- Ajgana Union Location of Ajgana Union in Bangladesh
- Coordinates: 24°04′14″N 90°09′41″E﻿ / ﻿24.07063274°N 90.16134292°E
- Country: Bangladesh
- Division: Dhaka Division
- District: Tangail District
- Upazila: Mirzapur Upazila
- Established: 1984

Government
- • Type: Union Council
- • Chairman: Rifat Monouar Sikder (Bangladesh Nationalist Party)

Area
- • Total: 43.6 km^{2} (16.8 sq mi)
- Elevation: 11 m (36 ft)

Population (2011)
- • Total: 32,949
- • Density: 756/km^{2} (1,960/sq mi)
- Time zone: UTC+6 (BST)
- Postal code: 1942
- Website: Official Website of Ajgana Union

= Ajgana Union =

Ajgana Union (আজগানা ইউনিয়ন) is a union of Mirzapur Upazila, Tangail District, Bangladesh.
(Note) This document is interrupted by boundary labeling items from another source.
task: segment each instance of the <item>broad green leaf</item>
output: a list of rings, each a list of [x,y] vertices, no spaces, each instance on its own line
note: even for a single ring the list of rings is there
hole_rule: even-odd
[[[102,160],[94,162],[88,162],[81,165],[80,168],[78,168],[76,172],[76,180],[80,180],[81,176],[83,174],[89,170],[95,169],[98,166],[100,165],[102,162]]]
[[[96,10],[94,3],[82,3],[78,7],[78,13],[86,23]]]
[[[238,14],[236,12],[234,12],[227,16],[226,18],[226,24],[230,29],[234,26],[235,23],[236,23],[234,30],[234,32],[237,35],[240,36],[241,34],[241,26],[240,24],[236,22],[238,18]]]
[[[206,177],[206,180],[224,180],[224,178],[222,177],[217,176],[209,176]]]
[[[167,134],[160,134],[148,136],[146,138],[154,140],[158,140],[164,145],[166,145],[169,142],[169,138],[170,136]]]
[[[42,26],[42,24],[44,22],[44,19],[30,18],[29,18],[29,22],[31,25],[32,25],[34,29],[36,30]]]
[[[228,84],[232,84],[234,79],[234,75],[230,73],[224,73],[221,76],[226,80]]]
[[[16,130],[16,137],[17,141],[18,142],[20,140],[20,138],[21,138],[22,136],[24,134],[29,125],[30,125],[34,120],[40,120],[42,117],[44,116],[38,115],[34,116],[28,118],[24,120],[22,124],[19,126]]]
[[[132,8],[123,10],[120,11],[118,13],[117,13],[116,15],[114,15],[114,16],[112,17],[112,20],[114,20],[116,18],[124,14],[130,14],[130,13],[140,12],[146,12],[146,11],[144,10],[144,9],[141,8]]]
It is situated 12 km southeast of Mirzapur and 41 km southeast of Tangail, the district headquarters.

==Demographics==
According to the 2011 Bangladesh census, Ajgana Union had 7,463 households and a population of 32,949. The literacy rate (age 7 and over) was 51.2% (male: 54.5%, female: 48%).